Version 1 took the decision to support a mental health charity when the consequences of the pandemic became overwhelmingly apparent during the last 18 months. People were forced to adapt to significant lifestyle changes, such as working from home and limiting social interactions. This in turn led to an increase in people experiencing isolation, anxiety, stress, and grief at losing loved ones.

Additionally, the tech firm’s commitment to supporting the local community is a critical element of its core values. Community First is Version 1’s main Corporate Social Responsibility initiative and is driven locally by the employees. The aim of this scheme is to improve employment opportunities in communities by supporting awareness, education, and access by leveraging technology and skills.

Community First is locally driven, enabling each Version 1 office to support causes they care about in their particular area. Some of the Community First initiatives include mentoring, helping local schools, grinds, tackling youth homelessness and community engagement.

Version 1 has also been officially recognised as a Healthy Place to Work. This was achieved by engaging employees in the completion of a robust survey covering four pillars – purpose, mental resilience, connection and physical health – which gathered insight into their experience of work. From the results, the company was able to put together a plan identifying paths to improvement, which subsequently led to the prestigious certification.
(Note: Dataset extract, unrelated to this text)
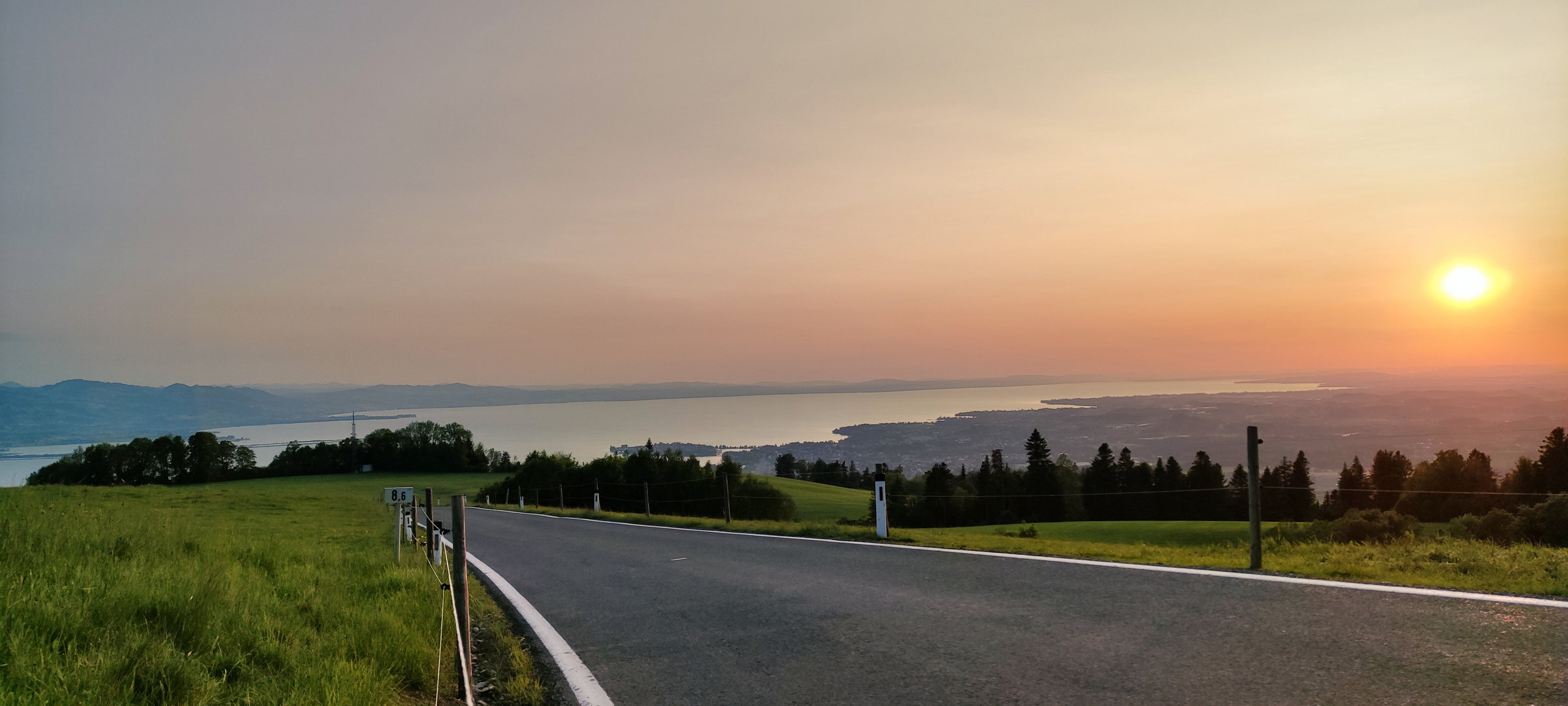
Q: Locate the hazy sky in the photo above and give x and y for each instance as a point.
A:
(519, 193)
Lorna McAdoo, Director of Operations and Business Development NI at Version 1, said: “Our support for Aware NI stemmed from a wish to highlight the mental toll that the pandemic has been inflicting on so many people. The charity helps people realise that it is okay not to be okay, and this service has proved to be invaluable. We have also benefitted from online sessions held by Aware NI to help us all with various tools to use during this time to reinforce resilience and ensure we have been adapting well to the working from home model.

“We are also extremely proud of the visible efforts the company has made to reach out to local communities, and our Community First activities have enabled many people to access education and skills that drive employment opportunities.

“In addition, Version 1’s recognition as a Healthy Place to Work in Northern Ireland was a significant milestone for our company. Being spread across five countries presents its own set of challenges and it has been absolutely critical to ensure our employees are happy and healthy. We have been able to benchmark our progress through the data provided during the process and are now updating and creating initiatives and strategies across our operations to ensure our workforce is the healthiest it can be.”

Rosalind Young, Investment Manager at Derry City and Strabane District Council, said: “Version 1’s approach to dealing with the impact of COVID-19 is exemplary. The company’s commitment to providing mental help and support is evident through their partnership with Aware NI, and their track record of maintaining a community-focused approach is also welcomed as they expand their workforce in the North West.

“I would also like to congratulate Version 1 on their official recognition as a Healthy Place to Work. With the company bringing many highly skilled new jobs to the Derry City and Strabane District Council area, we are delighted that their staff will benefit from our Work Life Balanced campaign.”